1,000 More Animals Per Week Used in UK Labs
Yesterday saw the publication of the government’s annual statistics on the use of animals in scientific procedures. The figures published cover 2011 and show a 3 per cent rise over the previous year and a staggering 40 per cent rise since 2000. In the 2010 coalition agreement, the government claimed it would “work to reduce” numbers of animals used in research, and this looks like another broken promise. In total, 68,000 more animals suffered this year than last – that’s more than 1,000 animals every week – yet the Home Office still has no meaningful strategy to reduce the number of animals being used in research and apparently no clue how to do so.
There are many causes for concern in these figures, but the massive leap in the number of experiments on cats (26 per cent) is a sign that public opinion counts for nothing in regulating experiments. What is particularly disturbing is that the total number of individual cats used has hardly changed at all – that means even more experiments and even longer periods of suffering.

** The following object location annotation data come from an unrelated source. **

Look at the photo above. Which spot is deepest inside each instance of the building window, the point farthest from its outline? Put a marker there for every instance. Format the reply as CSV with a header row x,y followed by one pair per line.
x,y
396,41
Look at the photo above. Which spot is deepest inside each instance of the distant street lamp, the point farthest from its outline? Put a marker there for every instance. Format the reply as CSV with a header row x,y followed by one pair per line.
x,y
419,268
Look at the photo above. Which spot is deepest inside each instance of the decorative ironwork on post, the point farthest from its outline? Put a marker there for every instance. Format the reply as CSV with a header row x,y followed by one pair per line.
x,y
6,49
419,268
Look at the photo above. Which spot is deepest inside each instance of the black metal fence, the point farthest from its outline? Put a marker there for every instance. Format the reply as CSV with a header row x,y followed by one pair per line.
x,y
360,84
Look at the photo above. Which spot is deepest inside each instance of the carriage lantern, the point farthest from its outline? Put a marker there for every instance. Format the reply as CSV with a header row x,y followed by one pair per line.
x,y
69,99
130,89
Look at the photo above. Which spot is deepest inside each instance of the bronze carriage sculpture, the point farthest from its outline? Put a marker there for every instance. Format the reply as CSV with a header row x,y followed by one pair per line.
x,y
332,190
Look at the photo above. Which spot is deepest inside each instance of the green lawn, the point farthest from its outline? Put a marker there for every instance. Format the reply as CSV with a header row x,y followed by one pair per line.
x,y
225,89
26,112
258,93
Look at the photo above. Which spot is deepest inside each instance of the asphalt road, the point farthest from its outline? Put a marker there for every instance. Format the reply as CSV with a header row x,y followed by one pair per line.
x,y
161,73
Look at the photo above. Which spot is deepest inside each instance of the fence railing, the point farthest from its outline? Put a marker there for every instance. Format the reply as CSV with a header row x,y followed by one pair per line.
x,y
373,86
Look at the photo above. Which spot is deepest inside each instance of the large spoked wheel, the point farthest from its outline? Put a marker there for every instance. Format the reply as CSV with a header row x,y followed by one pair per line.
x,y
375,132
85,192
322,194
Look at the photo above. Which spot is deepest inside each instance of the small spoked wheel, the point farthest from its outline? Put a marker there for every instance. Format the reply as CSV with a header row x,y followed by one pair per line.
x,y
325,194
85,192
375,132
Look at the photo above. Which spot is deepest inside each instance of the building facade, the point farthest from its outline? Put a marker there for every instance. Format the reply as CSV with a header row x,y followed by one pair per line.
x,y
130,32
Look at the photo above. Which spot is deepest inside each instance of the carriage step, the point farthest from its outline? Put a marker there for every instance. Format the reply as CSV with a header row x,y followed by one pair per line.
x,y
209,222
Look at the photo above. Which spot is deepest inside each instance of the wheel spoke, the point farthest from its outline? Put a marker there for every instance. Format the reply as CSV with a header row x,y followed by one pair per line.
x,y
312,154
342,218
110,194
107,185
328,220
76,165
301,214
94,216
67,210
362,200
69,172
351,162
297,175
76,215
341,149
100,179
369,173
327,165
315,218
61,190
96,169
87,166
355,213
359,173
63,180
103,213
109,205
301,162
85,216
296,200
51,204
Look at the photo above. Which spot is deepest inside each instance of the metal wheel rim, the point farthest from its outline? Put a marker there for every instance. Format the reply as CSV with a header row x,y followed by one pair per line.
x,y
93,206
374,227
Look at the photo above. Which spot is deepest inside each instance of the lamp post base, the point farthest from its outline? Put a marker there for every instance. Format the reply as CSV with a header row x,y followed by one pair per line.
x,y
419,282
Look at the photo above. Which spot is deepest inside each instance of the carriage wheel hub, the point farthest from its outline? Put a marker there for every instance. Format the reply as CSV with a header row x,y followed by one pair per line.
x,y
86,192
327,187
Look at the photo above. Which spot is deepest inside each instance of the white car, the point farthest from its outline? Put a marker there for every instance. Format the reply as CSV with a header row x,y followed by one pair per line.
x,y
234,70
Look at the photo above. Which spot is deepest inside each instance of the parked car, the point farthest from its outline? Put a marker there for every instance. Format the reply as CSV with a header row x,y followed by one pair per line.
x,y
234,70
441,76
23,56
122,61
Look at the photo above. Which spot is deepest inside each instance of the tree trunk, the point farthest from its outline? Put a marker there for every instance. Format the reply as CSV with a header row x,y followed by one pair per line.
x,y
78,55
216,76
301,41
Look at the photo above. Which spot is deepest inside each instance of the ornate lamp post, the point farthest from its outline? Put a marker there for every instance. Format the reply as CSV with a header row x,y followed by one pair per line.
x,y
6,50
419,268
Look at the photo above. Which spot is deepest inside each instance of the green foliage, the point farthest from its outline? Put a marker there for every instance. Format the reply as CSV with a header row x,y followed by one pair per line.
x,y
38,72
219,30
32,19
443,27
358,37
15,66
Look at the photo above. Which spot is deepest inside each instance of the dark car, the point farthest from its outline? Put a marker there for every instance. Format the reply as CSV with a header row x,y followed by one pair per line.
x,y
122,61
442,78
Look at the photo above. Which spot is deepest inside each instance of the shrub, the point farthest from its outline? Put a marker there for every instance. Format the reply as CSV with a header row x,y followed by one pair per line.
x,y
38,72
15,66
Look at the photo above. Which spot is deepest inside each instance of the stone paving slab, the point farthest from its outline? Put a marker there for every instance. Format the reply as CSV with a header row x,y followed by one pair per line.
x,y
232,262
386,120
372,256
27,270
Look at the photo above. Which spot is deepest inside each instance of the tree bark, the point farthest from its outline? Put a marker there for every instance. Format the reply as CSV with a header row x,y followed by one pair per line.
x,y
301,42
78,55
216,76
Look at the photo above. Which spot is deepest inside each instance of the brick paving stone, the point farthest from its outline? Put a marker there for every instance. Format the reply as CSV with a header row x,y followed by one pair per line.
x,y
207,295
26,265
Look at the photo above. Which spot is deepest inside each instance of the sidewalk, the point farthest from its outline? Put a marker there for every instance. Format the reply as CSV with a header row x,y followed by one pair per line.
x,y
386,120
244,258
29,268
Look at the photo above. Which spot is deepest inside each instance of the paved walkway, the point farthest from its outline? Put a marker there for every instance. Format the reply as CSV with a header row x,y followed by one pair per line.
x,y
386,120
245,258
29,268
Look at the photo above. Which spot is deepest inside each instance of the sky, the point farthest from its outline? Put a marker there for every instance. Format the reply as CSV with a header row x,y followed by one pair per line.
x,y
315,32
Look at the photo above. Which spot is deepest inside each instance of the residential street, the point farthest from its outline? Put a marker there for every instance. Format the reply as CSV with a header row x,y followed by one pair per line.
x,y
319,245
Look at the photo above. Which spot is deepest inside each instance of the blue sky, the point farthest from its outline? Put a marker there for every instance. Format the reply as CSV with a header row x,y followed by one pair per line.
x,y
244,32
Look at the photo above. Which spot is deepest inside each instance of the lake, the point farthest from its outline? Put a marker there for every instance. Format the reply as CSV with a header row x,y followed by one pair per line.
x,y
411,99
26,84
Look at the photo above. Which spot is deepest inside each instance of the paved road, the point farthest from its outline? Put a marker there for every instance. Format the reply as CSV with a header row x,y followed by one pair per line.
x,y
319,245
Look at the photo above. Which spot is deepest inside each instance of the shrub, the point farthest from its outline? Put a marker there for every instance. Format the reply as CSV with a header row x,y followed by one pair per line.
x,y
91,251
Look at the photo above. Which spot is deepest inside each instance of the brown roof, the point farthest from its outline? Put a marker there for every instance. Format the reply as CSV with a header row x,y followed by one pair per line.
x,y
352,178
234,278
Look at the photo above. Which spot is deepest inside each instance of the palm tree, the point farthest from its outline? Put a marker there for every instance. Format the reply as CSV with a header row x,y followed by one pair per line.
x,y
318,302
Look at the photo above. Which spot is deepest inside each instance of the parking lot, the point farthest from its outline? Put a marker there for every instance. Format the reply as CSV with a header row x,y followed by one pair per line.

These figures show that the need for an informed public debate has never been greater, but statistics can’t tell us what happened to the cats and other animals, can’t reveal the suffering animals endure in laboratories and can’t uncover the failings of this slipshod, archaic and ineffective approach to science. Right now, a blanket secrecy clause in the legislation keeps members of the public from finding out exactly what kind of misery their taxes are funding and their government is allowing. That has to change: freedom of information rules must apply to all public bodies conducting or regulating animal experiments. The veil over the reality of animal testing must be pulled away now.